Iron deficiency is present in approximately 50% of patients with chronic heart failure (HF), and HF complicated with iron deficiency is associated with impaired functional capacity, poor quality of life, and increased mortality. Although these factors point to iron deficiency as a therapeutic target in HF, the findings of a recent study show that oral iron supplementation may not improve functional capacity in patients with HF and reduced ejection fraction.
On behalf of the National Heart, Lung, and Blood Institute's Heart Failure Clinical Research Network, Gregory D. Lewis, MD, of Massachusetts General Hospital in Boston, presented the results of the study at the Scientific Sessions of the American Heart Association held November 12 to 16, 2016, in New Orleans, LA. Duke investigators involved in the study included Kevin J. Anstrom, PhD, Steven E. McNulty, MS, and Adrian F. Hernandez, MD.
The findings of other studies have shown that intravenous iron increased 6-minute walk distance and quality of life and decreased HF-related hospitalizations in patients with HF and reduced ejection fraction.
However, the administration of intravenous iron poses logistical challenges and is expensive, said Lewis. He added that oral iron is safe and readily available, but its efficacy in HF is unknown. Patient characteristics that influence responsiveness to oral iron in HF also remain undefined.
Lewis and his co-investigators sought to test the hypothesis that oral iron polysaccharide is superior to oral placebo in improving exercise capacity (peak oxygen consumption) in patients who have HF, reduced ejection fraction, and iron deficiency at 16 weeks.

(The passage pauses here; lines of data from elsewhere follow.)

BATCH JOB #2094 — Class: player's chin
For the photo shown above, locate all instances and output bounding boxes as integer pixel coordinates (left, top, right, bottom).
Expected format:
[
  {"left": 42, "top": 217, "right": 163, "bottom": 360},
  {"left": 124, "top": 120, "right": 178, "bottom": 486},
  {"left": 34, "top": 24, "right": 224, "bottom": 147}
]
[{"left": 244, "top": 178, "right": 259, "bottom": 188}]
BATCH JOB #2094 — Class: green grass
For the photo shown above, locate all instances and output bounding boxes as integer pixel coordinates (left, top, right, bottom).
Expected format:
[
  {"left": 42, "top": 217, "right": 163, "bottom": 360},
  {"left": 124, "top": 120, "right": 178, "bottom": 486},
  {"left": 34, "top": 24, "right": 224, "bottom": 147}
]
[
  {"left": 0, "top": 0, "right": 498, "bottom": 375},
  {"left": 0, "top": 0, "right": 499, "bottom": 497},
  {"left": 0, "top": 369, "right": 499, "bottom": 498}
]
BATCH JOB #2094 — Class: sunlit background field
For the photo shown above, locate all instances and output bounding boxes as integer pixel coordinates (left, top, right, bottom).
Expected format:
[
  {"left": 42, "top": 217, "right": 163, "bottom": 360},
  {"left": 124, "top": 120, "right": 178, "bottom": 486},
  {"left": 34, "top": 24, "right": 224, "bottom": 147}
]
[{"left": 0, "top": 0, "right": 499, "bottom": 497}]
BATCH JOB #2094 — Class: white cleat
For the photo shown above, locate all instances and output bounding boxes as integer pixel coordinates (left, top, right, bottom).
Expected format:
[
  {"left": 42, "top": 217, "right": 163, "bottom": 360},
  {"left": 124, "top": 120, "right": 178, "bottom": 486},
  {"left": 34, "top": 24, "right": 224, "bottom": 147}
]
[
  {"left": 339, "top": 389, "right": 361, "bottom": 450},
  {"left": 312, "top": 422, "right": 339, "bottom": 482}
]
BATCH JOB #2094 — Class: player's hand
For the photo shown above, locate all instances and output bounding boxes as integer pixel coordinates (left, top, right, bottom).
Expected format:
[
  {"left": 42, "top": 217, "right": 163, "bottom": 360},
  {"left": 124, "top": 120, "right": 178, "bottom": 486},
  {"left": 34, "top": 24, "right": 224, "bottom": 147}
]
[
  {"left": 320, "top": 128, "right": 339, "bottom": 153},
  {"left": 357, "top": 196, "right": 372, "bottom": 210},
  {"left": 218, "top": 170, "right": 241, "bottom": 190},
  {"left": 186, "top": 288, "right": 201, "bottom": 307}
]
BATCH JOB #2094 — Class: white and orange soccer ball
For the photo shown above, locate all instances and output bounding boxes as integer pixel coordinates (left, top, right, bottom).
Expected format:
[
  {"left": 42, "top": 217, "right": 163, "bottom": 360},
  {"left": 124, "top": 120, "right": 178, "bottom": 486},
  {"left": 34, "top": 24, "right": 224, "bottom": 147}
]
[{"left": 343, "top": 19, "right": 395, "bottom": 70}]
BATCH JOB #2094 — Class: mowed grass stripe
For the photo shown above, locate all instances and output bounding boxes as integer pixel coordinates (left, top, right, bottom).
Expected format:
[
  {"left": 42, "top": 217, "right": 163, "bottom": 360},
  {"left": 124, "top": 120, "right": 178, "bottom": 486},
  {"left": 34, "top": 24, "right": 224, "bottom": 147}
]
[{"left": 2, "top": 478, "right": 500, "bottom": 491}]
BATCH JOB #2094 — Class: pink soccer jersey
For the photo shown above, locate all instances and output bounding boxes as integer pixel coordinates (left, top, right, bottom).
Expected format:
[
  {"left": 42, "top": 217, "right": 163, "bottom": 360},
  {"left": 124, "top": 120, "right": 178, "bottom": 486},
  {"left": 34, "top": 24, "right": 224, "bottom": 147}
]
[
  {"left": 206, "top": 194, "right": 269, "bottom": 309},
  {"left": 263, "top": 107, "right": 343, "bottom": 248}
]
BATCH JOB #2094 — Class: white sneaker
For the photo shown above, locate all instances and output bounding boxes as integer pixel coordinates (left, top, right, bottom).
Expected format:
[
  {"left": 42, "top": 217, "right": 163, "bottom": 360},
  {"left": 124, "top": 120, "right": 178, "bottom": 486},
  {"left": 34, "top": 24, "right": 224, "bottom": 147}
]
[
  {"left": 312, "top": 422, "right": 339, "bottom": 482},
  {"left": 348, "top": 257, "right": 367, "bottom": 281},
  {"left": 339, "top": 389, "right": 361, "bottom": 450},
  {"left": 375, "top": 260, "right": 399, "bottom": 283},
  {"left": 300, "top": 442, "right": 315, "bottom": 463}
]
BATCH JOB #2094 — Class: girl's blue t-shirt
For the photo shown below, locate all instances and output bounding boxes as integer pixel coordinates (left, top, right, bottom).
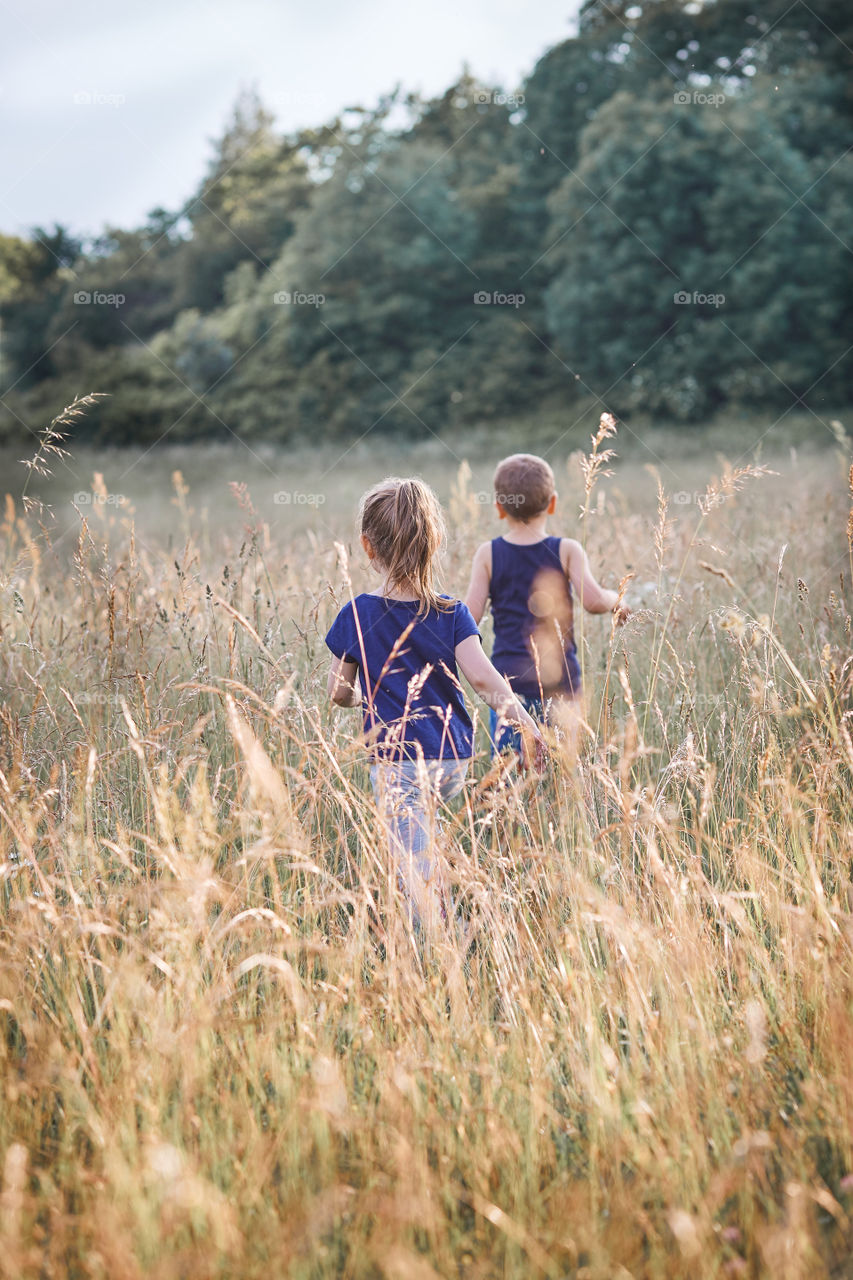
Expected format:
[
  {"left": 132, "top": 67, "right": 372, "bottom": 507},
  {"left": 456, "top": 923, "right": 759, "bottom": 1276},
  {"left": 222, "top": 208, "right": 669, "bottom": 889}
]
[{"left": 325, "top": 593, "right": 480, "bottom": 761}]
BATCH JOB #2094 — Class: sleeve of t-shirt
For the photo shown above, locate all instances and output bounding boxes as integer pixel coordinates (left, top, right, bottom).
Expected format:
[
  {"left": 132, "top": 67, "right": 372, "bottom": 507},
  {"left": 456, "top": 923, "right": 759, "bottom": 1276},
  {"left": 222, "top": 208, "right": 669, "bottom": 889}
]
[
  {"left": 453, "top": 600, "right": 481, "bottom": 647},
  {"left": 325, "top": 602, "right": 359, "bottom": 664}
]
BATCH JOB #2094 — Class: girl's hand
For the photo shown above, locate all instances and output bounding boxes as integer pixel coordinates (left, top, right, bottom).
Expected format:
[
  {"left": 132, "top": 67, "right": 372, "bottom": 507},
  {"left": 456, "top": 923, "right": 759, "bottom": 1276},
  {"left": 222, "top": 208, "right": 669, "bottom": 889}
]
[
  {"left": 613, "top": 601, "right": 631, "bottom": 626},
  {"left": 519, "top": 725, "right": 547, "bottom": 774},
  {"left": 328, "top": 657, "right": 360, "bottom": 706}
]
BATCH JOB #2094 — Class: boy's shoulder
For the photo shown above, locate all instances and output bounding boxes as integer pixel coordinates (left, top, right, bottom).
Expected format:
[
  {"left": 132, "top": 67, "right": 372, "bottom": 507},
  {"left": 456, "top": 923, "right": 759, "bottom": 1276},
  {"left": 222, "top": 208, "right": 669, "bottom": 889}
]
[
  {"left": 494, "top": 535, "right": 581, "bottom": 572},
  {"left": 555, "top": 535, "right": 582, "bottom": 563},
  {"left": 492, "top": 533, "right": 579, "bottom": 555}
]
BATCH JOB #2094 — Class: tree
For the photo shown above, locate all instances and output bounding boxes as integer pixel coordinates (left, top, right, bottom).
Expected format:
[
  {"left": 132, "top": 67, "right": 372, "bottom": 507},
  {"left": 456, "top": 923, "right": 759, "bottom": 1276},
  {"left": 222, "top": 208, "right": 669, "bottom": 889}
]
[
  {"left": 225, "top": 113, "right": 483, "bottom": 438},
  {"left": 2, "top": 2, "right": 851, "bottom": 446},
  {"left": 172, "top": 88, "right": 312, "bottom": 313},
  {"left": 0, "top": 225, "right": 81, "bottom": 389},
  {"left": 543, "top": 85, "right": 852, "bottom": 418}
]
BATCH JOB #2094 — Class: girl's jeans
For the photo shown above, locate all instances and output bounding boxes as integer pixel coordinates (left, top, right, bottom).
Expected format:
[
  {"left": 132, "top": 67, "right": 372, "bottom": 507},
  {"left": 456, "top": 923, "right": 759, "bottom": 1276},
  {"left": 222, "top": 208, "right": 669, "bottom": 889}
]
[{"left": 369, "top": 758, "right": 469, "bottom": 928}]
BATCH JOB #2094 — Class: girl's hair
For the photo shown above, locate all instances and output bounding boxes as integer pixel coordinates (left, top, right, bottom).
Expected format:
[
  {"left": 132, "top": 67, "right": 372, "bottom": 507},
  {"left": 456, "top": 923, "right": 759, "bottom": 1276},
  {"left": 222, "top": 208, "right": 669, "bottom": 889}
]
[{"left": 359, "top": 477, "right": 448, "bottom": 614}]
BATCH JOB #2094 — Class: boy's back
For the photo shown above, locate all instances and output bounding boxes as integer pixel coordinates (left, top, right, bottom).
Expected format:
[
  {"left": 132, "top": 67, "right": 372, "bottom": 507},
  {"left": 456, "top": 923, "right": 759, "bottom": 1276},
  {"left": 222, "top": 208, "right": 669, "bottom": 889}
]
[
  {"left": 488, "top": 534, "right": 580, "bottom": 698},
  {"left": 465, "top": 451, "right": 626, "bottom": 713}
]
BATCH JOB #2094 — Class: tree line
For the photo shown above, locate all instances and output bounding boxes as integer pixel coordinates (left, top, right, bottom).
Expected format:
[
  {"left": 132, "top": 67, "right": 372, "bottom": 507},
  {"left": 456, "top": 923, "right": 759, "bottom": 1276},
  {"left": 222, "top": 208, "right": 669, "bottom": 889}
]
[{"left": 1, "top": 0, "right": 850, "bottom": 447}]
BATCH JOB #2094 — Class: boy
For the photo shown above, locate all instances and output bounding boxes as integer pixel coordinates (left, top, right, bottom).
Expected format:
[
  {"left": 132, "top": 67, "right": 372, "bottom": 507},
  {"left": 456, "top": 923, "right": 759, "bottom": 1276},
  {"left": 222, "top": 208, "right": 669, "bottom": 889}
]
[{"left": 464, "top": 453, "right": 628, "bottom": 751}]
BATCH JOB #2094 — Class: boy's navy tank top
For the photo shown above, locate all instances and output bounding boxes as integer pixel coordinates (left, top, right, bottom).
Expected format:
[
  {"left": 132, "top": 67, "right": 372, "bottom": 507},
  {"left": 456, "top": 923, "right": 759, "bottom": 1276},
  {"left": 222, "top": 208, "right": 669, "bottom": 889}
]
[{"left": 490, "top": 535, "right": 581, "bottom": 699}]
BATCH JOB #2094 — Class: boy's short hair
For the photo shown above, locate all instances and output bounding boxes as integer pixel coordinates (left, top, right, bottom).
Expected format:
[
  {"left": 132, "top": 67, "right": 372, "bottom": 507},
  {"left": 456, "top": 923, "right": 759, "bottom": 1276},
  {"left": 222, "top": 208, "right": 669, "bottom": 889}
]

The study included 225 patients with New York Heart Association functional classification II to IV HF symptoms and left ventricular ejection fraction of 40% or less. Patients had to have a serum ferritin level of 15 to 100 ng/mL or a serum ferritin level of 100 to 299 ng/mL with transferrin saturation of less than 20%. All patients had stable chronic HF and were receiving evidence-based medical therapy.
The study participants were randomly assigned to receive twice-daily oral iron polysaccharide 150 mg (n = 111) or placebo (n = 114).
The primary end point was change in peak oxygen consumption at 16 weeks, and secondary end points included change in 6-minute walk distance, oxygen kinetics, ventilator efficiency, change in N-terminal pro-brain natriuretic peptide level, and change in quality-of-life score on the Kansas City Cardiomyopathy Questionnaire.
No significant differences were observed in the change in peak oxygen consumption between the 2 groups (23 in the oral iron group vs –2 in the placebo group; P = .46). There were also no differences between the 2 groups in terms of the secondary or exploratory end points.
In an effort to explain the difference between the results of the study and those of previous studies showing a benefit of iron, Lewis and colleagues considered many factors. Increased congestion or bleeding did not explain the results, said Lewis, as the rates of both were low in the trial. He added that the ferritin levels in the current study were substantially lower than in other studies, indicating that the iron supplementation was not repleting iron stores. Levels of hepcidin, a key regulator of iron, were elevated, suggesting that resistance to the uptake of iron seemed to be related to hepcidin.
Source: Lewis GD, Anstrom KJ, McNulty S, Hernandez AF, Braunwald E. Oral iron repletion effects on oxygen uptake in heart failure (IRONOUT HF). Presented at: American Heart Association Scientific Sessions 2016; November 12-16, 2016; New Orleans, LA. Abstract LBCT.04.